Revisiting CB1 cannabinoid receptor detection and the exploration of its interacting partners.

Abstract Background Cannabinoid receptor 1 (CB1) identification by western blot (WB) has generated a great deal of controversial data making the interpretation of the results difficult. Our purpose is to find the most adequate experimental conditions to detect CB1 by WB and immunoprecipitation (IP) as a first step towards the study of CB1 interactome. New method We use CB1 knockout mice tissue as negative controls and describe appropriate sample handling conditions for CB1 detection by WB and IP from brain and cortical neuron cultures.

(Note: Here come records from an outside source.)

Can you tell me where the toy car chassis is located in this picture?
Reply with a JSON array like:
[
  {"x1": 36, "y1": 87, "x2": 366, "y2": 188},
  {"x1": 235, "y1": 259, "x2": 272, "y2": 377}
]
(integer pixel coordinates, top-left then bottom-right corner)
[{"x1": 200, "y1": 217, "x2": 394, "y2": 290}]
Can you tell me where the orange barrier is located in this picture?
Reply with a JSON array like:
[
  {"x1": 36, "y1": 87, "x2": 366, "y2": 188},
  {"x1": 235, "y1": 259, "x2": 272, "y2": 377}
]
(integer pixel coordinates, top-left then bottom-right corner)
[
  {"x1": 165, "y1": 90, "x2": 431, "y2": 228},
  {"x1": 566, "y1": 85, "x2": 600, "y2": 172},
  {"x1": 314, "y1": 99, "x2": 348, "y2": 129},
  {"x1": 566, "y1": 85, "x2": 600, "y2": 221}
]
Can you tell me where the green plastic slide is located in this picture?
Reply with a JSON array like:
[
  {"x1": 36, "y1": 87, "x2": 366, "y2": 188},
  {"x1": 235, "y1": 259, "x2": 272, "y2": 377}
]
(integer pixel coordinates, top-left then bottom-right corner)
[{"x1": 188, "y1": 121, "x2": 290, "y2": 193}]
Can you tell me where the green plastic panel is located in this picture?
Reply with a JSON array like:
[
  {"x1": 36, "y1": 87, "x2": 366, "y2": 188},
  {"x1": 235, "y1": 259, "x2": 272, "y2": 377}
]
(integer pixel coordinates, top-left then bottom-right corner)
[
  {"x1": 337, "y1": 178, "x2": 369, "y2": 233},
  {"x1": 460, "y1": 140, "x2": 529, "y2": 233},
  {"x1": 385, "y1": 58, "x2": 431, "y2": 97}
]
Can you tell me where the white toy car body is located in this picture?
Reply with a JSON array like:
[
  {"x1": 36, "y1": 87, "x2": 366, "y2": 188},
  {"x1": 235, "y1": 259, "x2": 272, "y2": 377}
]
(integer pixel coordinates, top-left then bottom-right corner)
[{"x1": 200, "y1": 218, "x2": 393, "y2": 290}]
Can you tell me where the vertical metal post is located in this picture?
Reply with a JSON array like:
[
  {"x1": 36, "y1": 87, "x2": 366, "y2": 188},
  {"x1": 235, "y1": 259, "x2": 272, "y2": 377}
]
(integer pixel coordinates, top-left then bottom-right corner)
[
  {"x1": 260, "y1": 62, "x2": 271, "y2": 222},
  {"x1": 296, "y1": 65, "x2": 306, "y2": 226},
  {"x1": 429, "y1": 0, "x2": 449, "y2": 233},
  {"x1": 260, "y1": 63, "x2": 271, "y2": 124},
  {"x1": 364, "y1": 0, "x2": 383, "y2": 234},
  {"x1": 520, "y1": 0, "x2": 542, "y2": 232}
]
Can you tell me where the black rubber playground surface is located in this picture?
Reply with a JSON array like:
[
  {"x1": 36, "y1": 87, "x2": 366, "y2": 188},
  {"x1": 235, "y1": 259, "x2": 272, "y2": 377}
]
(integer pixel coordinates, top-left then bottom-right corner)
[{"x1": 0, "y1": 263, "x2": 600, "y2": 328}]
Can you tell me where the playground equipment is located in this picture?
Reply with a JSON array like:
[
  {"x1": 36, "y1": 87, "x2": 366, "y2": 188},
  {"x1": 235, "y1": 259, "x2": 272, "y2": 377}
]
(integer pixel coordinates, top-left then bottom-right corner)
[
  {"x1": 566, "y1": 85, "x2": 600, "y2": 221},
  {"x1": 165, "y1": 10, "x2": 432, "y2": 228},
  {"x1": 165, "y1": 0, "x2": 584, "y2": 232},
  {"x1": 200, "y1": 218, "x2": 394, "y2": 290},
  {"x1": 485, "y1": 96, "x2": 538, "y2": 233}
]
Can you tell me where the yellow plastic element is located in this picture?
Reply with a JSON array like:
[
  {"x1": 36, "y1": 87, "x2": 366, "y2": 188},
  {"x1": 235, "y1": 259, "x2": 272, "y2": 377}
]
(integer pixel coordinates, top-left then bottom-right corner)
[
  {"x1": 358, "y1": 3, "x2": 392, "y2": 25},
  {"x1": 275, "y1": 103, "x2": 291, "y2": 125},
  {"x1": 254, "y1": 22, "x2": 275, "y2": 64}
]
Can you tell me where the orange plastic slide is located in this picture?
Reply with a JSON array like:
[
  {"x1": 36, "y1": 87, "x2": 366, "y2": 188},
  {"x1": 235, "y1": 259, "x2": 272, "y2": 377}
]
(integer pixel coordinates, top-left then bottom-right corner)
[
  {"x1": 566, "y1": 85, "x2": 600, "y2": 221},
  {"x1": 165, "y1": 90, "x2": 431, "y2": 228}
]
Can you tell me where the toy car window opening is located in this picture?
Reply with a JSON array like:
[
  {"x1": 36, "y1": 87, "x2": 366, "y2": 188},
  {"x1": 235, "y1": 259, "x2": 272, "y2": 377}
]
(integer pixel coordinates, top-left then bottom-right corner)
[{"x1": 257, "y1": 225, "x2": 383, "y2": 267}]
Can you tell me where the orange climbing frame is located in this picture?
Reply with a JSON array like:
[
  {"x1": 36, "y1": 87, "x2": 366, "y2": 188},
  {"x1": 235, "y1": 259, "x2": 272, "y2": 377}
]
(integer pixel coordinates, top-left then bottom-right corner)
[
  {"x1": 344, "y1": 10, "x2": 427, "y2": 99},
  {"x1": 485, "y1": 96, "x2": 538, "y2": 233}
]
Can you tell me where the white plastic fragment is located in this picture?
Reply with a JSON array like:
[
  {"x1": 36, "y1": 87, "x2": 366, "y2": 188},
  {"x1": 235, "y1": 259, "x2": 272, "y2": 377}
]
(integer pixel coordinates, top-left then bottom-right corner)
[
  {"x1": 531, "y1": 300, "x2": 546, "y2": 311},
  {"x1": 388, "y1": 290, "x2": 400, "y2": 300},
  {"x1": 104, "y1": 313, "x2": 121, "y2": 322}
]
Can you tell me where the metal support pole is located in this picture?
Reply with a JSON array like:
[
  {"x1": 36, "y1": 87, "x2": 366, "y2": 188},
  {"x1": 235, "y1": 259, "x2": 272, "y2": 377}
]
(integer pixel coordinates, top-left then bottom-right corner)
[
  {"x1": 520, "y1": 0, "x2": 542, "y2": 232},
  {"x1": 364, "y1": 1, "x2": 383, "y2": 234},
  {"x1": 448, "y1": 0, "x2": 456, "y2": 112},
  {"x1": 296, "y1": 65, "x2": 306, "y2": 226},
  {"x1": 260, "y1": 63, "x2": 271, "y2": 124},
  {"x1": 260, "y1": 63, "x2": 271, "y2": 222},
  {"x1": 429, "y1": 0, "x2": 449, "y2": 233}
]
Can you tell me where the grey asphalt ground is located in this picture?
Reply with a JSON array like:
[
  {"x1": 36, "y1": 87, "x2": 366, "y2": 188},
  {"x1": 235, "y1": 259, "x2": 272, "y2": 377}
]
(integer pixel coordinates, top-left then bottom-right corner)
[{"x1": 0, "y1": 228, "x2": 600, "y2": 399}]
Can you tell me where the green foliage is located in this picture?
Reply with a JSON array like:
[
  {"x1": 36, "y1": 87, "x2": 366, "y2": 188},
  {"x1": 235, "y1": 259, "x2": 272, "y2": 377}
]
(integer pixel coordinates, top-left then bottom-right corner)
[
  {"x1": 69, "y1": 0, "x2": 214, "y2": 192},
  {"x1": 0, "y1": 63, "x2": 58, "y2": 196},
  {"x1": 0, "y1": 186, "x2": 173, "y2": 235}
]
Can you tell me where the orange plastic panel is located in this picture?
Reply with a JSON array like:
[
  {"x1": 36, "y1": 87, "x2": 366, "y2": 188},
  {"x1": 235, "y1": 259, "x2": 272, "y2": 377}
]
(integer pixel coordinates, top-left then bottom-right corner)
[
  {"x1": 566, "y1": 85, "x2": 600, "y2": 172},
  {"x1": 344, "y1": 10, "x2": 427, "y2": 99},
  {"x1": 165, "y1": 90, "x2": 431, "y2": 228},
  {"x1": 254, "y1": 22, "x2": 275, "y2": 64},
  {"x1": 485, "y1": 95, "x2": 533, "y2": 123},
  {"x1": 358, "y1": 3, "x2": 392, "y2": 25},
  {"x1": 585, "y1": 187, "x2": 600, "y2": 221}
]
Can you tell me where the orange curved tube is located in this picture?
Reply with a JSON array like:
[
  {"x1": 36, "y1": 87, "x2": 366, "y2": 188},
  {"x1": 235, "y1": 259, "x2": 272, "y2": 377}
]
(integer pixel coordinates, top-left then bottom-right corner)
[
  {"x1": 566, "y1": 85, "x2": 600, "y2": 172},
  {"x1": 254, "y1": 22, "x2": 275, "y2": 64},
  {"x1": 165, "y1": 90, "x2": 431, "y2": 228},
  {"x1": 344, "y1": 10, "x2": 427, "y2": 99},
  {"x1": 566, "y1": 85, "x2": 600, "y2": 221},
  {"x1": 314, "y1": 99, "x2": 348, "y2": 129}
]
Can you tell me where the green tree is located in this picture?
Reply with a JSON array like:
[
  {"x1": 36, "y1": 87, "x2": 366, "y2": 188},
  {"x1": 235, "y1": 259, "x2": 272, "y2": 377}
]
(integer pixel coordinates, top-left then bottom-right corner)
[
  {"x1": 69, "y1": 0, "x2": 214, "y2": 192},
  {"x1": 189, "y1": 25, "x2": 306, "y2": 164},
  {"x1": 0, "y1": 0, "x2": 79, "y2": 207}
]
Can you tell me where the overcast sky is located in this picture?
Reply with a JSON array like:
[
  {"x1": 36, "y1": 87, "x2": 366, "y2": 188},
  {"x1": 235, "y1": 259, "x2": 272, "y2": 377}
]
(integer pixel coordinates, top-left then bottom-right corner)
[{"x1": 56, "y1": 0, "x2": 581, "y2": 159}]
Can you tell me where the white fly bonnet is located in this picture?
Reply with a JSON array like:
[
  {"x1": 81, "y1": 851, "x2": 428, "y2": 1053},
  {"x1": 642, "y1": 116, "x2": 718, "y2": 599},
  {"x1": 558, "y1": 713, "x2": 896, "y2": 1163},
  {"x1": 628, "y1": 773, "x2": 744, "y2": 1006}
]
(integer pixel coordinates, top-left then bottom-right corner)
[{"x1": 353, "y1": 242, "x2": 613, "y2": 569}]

Results Sample heating above 65 °C greatly impaired CB1 detection by WB, since it favored the formation of high molecular weight aggregates. We also show the convenience of using n-dodecyl-β- d -maltoside (DDM) as a detergent for the detection of CB1 by WB and, mostly, for IP. Comparison with existing method(s) We obtain consistent and specific CB1 detection by WB and IP using four different commercial antibodies and KO tissue for an accurate CB1 identification. We clarify the identification of the receptor in complex samples compared with the diverse and unclear results obtained using standard WB methods. Conclusions We establish experimental guidelines for the detection of CB1 by WB and the study of CB1 interacting proteins by IP. We propose a new interpretation of CB1 WB and IP data based on the folding and packing state of the protein and the detergent used. The standardization of the most advantageous conditions for coimmunoprecipitation (CoIP) would be a useful tool for the future study of the interactome of CB1.